Roses not pruned annually show a slow decline in plant health and bloom quality. Your flowers get smaller each year, your canes grow weak, and disease takes hold more often. The problems stack up until your once-beautiful bush looks tired and scraggly.
I watched this play out next door for three years. My neighbor stopped pruning her pink rose after she hurt her back. The first year, it still bloomed okay. By year three, her flowers were half the size of mine and most canes looked thin and weak.
Unpruned roses problems trace back to basic plant biology. Your roses make their best blooms on new wood that grows each season. Without pruning to trigger fresh cane growth, your flower quality drops fast. Your plant keeps pushing energy into old wood that can't support good blooms.
Oregon State University calls spring pruning the most skipped rose care task. Their research shows this gap leads to weak canes and poor disease resistance. If you skip your annual pruning, your plants become easy targets for black spot and mildew.

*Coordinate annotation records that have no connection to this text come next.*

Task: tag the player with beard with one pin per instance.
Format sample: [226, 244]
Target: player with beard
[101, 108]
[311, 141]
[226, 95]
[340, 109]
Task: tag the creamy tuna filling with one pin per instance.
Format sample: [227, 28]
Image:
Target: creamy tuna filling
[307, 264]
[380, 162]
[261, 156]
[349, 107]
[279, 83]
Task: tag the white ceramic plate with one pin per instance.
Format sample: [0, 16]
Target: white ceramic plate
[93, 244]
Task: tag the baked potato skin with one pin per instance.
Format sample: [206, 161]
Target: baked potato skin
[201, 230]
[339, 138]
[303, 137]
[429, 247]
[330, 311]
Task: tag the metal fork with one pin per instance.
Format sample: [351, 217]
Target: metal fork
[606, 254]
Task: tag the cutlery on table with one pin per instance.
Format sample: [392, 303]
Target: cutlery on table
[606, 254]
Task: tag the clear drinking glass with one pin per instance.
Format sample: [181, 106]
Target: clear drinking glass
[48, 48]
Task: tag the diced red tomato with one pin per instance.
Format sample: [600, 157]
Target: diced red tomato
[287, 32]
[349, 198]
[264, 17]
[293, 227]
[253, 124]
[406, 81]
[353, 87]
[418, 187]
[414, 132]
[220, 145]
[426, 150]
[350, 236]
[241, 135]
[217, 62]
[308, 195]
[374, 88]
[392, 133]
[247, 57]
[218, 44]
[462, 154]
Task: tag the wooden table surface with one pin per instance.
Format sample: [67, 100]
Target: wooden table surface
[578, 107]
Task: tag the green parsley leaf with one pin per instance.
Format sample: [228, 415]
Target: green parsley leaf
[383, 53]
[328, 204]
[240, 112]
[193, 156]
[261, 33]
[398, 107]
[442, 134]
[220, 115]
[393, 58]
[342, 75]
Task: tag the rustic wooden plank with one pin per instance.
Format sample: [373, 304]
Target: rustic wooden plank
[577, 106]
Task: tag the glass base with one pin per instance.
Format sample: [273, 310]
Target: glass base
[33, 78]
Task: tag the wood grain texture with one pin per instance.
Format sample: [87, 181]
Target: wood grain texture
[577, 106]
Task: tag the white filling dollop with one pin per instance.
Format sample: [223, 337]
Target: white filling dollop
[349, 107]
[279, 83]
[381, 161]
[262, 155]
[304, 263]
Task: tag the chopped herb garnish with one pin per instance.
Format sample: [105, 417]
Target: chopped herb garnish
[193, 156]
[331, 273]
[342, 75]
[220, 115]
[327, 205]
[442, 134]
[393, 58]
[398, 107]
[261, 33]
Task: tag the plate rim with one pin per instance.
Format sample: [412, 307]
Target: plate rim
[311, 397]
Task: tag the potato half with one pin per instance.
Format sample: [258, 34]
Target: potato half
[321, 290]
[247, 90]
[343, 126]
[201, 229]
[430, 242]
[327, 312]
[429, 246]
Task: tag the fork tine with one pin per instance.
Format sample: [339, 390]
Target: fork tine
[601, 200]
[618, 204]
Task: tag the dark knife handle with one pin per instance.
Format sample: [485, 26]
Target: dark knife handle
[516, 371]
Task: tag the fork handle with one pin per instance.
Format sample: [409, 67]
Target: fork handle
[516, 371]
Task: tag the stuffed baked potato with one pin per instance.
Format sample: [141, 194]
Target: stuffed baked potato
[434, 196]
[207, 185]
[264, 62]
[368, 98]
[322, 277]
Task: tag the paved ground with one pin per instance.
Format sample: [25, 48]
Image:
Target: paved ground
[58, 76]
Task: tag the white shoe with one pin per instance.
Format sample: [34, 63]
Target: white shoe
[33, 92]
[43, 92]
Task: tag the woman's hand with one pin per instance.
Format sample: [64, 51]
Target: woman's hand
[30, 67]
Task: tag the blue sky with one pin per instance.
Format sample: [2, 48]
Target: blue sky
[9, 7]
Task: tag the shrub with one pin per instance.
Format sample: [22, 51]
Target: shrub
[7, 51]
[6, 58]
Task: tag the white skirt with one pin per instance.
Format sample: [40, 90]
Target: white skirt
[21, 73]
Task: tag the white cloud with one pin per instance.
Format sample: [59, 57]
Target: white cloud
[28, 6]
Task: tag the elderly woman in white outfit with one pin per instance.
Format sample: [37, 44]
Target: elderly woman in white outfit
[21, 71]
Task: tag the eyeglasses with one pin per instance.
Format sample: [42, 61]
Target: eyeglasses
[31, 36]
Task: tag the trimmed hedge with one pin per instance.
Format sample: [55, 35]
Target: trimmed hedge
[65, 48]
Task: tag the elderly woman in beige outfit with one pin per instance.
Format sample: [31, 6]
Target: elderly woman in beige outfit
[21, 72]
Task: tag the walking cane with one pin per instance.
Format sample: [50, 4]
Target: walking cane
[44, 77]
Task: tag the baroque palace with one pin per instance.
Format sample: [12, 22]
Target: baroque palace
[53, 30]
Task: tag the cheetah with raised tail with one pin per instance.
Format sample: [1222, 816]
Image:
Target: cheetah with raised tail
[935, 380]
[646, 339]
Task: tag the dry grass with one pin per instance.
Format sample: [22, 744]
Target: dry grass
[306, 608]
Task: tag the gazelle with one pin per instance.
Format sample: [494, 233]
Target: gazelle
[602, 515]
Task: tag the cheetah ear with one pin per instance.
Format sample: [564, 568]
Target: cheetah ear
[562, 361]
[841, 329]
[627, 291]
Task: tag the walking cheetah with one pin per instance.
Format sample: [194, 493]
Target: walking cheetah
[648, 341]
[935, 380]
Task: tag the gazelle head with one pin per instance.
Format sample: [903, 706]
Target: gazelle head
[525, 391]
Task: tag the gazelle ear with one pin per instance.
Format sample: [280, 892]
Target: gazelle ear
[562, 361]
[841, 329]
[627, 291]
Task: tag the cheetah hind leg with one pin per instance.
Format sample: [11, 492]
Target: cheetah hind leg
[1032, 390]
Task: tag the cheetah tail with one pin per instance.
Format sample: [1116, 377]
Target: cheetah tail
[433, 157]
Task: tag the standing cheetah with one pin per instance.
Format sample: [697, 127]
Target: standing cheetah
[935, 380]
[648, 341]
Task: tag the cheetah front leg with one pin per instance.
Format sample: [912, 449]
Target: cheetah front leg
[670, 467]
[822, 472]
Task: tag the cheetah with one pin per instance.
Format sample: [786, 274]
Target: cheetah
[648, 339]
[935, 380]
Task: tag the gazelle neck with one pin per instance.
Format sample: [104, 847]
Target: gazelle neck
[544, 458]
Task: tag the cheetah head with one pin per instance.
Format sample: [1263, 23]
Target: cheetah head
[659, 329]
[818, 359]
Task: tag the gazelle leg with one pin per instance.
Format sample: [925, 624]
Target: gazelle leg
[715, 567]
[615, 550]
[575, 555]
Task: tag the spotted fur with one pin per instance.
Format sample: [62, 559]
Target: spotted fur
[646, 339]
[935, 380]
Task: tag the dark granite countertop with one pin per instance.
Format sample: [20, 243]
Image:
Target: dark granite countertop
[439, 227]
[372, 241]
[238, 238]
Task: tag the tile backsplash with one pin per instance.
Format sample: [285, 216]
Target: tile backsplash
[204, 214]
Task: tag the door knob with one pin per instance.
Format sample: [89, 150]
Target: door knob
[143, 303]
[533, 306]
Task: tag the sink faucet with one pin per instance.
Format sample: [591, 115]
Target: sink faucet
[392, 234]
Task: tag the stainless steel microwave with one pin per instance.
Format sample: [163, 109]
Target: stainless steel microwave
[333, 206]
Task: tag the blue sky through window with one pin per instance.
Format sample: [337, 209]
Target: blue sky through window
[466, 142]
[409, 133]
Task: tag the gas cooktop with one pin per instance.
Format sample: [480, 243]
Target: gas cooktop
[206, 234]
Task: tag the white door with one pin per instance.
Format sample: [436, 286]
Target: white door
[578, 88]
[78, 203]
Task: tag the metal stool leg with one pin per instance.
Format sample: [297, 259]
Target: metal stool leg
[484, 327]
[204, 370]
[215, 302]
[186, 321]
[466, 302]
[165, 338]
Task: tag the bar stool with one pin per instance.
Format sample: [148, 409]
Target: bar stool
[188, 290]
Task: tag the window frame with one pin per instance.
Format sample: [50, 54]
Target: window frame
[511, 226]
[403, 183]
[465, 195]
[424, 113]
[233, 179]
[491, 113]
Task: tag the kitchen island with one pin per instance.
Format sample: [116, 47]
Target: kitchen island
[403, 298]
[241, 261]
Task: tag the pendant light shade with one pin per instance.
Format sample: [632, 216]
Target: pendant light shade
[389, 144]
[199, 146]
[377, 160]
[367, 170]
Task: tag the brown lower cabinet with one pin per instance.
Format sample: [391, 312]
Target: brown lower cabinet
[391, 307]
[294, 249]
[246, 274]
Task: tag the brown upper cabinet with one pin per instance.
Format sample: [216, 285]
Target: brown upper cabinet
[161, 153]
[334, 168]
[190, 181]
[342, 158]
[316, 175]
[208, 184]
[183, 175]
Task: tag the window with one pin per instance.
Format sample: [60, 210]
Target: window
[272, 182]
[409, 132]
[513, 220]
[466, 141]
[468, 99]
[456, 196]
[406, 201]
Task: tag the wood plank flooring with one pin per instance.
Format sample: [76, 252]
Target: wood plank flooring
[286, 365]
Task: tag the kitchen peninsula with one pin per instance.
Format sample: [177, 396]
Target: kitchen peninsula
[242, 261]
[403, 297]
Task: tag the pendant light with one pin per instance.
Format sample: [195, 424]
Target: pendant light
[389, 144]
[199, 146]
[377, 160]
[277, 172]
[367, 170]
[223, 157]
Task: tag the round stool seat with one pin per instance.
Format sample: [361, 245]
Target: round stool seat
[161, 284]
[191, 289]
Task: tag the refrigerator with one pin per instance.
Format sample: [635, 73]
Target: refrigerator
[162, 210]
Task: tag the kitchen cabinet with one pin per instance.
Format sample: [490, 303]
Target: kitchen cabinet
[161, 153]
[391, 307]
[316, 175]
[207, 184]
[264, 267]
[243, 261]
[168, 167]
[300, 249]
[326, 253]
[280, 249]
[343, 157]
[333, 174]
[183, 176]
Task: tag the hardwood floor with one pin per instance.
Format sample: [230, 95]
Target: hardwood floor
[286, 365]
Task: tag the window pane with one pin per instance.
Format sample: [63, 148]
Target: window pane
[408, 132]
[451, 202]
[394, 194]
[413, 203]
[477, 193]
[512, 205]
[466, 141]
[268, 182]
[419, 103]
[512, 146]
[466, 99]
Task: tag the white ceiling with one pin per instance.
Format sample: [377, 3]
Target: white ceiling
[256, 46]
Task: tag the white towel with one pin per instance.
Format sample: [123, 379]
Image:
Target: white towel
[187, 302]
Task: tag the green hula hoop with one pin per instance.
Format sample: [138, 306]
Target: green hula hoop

Neglected rose bushes develop a tangled mess of crossing canes over time. Air stops flowing through your plant's center. This trapped moisture helps fungal problems take root. Your leaves stay wet longer after rain, which invites more disease.
Your bush also grows tall and leggy with blooms only at the top. All your good flowers move up and away from eye level. You end up with a plant that looks bare at the bottom with a scraggly top section that you can barely reach.
I inherited two roses like this when I bought my current house. They stood over six feet tall with blooms I could barely see. The lower parts had nothing but bare brown canes. They looked more like sticks than rose bushes.
Skipping rose pruning for too long also invites pest problems to your garden. Cane borers find easy entry points in old damaged wood. Spider mites set up home in the dense interior where your sprays can't reach them.
The good news is that your roses can bounce back well from neglect. Even badly overgrown plants recover with hard pruning over two to three seasons. Your roses grow from old wood, so you won't kill them by cutting back hard.
Start by cutting your whole plant down to about 18 inches (46cm) in late winter. This feels scary but it works. Your rose will push strong new growth from the base. You shape that growth the next year with normal pruning cuts.
My two neglected roses now produce more blooms than most plants in my yard. The recovery took three years of careful work. They went from sad looking bushes to the stars of my front garden that neighbors stop to admire.